To date, long-term functions of osteoblasts leading to calcium and phosphorus mineral deposition on nanometals have not been determined. Nanometals are metals with constituent metal particles and/or surface features less than 100 nm in at least one dimension. For this reason, the objective of this in vitro study was to determine the amount of calcium and phosphorus mineral formation on microphase compared to nanophase Ti, Ti6Al4V, and CoCrMo cultured with and without osteoblasts (bone-forming cells). The results of this study provided the first evidence of significantly greater calcium and phosphorus deposition by osteoblasts and precipitation from culture media without osteoblasts on nanophase compared to respective microphase Ti6Al4V and CoCrMo after 21 days; the greatest calcium and phosphorus mineral deposition occurred on nanophase CoCrMo while the greatest calcium and phosphorus mineral precipitation without osteoblasts occurred on nanophase Ti6Al4V. No differences were found for any type of Ti: wrought, microphase, or nanophase. Moreover, increased calcium and phosphorus mineral content correlated to greater amounts of underlying aluminum content on Ti6Al4V surfaces. Since, compared to microphase Ti6Al4V, nanophase Ti6Al4V contained a higher amount of aluminum at the surface (due to greater surface area), this may provide a reason for enhanced calcium and phosphorus mineral content on nanophase Ti6Al4V. Regardless of the mechanism, this study continues to support the further investigation of nanometals for improved orthopedic applications.

Increased osteoblast functions on undoped and yttrium-doped nanocrystalline hydroxyapatite coatings on titanium.
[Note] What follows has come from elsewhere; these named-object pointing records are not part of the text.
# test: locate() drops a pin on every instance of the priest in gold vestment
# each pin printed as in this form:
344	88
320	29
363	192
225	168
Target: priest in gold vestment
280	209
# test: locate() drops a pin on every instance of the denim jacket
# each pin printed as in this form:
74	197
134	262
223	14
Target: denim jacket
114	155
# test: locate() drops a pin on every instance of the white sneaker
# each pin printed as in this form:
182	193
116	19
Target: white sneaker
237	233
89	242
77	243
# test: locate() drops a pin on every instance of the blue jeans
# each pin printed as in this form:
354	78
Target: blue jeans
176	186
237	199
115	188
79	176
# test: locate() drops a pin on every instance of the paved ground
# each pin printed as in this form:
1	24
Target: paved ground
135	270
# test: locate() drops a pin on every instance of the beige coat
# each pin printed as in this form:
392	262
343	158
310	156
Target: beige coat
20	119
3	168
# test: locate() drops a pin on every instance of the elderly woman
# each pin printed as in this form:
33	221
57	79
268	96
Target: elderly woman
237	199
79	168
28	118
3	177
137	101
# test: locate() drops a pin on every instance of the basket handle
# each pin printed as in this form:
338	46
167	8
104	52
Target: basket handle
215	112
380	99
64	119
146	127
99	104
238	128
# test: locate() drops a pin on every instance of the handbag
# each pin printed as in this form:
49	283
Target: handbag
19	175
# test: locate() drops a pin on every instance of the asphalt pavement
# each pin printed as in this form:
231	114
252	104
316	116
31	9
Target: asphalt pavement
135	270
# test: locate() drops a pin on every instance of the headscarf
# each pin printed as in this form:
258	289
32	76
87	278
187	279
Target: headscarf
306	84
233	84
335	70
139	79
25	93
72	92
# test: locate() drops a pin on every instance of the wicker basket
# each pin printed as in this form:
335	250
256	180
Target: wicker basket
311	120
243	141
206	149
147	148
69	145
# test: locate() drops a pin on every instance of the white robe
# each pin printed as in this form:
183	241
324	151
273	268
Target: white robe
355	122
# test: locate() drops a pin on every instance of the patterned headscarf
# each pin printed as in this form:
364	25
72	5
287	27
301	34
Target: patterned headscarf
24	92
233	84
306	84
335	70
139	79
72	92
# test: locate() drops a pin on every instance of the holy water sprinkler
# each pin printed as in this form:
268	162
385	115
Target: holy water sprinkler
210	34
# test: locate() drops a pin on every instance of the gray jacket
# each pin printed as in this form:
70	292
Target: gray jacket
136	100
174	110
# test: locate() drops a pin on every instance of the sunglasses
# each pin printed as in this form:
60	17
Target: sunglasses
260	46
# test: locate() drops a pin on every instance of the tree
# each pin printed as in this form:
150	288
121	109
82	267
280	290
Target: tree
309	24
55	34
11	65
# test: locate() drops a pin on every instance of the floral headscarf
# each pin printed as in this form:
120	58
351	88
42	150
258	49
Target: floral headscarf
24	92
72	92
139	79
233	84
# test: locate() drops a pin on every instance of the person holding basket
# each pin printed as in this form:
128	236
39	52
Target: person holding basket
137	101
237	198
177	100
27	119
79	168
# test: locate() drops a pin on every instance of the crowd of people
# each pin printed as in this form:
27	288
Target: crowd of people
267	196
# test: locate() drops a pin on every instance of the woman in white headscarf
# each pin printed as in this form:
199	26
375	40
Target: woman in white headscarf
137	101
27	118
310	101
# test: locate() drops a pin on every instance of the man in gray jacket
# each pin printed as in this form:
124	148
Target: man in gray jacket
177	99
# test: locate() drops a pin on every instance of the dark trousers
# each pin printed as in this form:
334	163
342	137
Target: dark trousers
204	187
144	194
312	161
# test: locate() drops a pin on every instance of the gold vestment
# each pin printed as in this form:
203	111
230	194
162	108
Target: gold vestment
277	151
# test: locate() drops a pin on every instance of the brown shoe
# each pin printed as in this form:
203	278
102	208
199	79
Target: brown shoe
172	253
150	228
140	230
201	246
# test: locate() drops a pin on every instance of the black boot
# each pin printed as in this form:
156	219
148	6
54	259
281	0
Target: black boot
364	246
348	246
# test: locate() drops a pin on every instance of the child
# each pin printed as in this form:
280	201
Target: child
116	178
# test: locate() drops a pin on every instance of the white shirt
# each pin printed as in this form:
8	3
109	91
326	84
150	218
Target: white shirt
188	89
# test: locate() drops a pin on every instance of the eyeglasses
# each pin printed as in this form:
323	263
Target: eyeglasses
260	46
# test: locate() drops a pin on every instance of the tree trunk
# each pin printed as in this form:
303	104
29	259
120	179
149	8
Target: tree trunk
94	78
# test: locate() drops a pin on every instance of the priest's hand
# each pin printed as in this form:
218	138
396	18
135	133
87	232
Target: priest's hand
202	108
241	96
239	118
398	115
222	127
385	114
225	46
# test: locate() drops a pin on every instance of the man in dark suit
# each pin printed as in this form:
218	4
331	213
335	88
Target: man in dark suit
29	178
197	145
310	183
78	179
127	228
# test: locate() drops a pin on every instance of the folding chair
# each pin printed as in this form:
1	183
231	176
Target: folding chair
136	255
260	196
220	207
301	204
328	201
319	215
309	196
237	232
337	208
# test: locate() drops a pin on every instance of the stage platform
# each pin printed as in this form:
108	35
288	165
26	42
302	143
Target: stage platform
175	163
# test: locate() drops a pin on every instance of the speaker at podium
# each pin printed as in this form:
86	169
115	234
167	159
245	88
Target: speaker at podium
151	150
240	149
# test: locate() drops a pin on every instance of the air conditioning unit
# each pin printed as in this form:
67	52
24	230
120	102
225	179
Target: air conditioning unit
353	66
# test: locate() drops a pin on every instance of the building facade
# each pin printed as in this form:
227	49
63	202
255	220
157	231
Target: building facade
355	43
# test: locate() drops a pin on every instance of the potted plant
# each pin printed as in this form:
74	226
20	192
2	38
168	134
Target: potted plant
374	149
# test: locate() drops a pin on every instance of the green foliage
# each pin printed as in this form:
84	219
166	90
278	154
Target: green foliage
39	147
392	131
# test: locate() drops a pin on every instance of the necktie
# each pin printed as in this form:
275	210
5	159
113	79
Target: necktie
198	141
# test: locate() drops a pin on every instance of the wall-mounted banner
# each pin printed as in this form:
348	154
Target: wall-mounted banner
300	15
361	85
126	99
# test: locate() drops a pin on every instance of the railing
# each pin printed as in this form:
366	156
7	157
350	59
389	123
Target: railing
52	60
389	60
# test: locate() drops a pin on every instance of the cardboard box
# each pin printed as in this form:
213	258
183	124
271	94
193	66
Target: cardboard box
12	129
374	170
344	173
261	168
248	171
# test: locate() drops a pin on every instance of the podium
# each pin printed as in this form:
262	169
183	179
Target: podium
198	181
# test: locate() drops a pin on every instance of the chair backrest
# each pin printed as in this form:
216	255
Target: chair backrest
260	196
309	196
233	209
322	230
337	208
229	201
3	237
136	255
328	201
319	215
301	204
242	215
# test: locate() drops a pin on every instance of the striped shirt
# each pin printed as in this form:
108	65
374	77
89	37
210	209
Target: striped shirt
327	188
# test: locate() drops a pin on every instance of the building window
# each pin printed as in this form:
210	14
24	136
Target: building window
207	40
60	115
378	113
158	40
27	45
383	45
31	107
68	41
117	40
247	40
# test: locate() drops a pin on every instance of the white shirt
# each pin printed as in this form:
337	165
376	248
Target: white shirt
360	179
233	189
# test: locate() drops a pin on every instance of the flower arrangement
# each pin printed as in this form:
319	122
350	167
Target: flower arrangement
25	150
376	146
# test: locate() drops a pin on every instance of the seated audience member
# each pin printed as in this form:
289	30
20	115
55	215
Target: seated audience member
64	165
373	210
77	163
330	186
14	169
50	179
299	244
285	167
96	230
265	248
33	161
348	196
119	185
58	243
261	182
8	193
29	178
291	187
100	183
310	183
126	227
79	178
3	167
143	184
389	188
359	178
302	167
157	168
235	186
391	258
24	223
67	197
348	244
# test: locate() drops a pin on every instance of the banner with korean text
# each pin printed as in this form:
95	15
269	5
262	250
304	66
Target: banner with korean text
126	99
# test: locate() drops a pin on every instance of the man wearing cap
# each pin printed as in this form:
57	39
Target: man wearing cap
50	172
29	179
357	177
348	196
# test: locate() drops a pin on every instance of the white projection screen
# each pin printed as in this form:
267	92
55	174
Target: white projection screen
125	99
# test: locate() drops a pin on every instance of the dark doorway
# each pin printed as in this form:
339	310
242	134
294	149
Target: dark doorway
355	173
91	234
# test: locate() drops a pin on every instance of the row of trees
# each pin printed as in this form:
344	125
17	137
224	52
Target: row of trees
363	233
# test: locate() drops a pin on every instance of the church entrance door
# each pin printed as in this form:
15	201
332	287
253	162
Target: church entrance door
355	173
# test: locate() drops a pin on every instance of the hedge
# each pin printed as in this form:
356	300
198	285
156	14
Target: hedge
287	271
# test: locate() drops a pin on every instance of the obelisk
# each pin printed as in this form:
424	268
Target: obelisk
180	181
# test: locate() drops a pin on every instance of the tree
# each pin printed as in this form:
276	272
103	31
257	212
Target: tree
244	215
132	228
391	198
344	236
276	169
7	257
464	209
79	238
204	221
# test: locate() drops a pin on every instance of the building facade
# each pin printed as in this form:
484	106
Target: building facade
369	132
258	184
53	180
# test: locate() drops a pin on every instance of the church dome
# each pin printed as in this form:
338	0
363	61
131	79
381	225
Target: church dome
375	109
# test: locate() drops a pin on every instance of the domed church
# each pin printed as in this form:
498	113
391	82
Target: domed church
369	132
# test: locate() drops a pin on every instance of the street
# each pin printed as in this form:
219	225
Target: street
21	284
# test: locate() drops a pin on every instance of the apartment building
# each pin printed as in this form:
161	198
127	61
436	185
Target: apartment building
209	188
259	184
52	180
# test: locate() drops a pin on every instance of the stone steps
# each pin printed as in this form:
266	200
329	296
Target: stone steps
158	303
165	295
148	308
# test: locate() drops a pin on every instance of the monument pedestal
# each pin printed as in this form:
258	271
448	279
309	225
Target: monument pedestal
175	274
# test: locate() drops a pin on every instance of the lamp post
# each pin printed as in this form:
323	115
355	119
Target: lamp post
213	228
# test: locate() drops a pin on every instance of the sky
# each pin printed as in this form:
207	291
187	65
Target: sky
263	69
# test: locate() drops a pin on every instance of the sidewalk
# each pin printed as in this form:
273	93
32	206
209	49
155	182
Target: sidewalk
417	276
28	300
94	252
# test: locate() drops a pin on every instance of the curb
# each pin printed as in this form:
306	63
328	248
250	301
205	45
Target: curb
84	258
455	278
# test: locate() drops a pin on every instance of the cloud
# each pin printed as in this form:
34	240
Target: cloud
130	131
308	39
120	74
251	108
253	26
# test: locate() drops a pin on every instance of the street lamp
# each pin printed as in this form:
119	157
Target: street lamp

In order to improve orthopedic implant performance, the objective of this in vitro study was to synthesize nanocrystalline hydroxyapatite (HA) powders to coat titanium. HA was synthesized through a wet chemical process. The precipitated powders were either sintered at 1100 degrees C for 1h in order to produce UltraCap HA (or microcrystalline size HA) or were treated hydrothermally at 200 degrees C for 20 h to produce nanocrystalline HA. Some of the UltraCap and nanocrystalline HA powders were doped with yttrium (Y) since previous studies demonstrated that Y-doped HA in bulk improved osteoblast (or bone-forming cell) function over undoped HA. The original HA particles were characterized using X-ray diffraction (XRD), inductively coupled plasma-atomic emission spectroscopy (ICP-AES), BET, a laser particle size analyzer, and scanning electron microscopy (SEM). These powders were then deposited onto titanium by a novel room-temperature process, called IonTite. The properties of the resulting HA-coatings on titanium were compared to respective properties of the original HA powders. The results showed that the chemical and physical properties of the original HA powders were retained when coated on titanium by IonTite, as determined by XRD, SEM, and atomic force microscopy (AFM) analysis. More importantly, results showed increased osteoblast adhesion on the nanocrystalline HA IonTite coatings compared to traditionally used plasma-sprayed HA coatings. Results also demonstrated greater amounts of calcium deposition by osteoblasts cultured on Y-doped nanocrystalline HA coatings compared to either UltraCap IonTite coatings or plasma-sprayed HA coatings. These results encourage further studies on nanocrystalline IonTite HA coatings on titanium for improved orthopedic applications.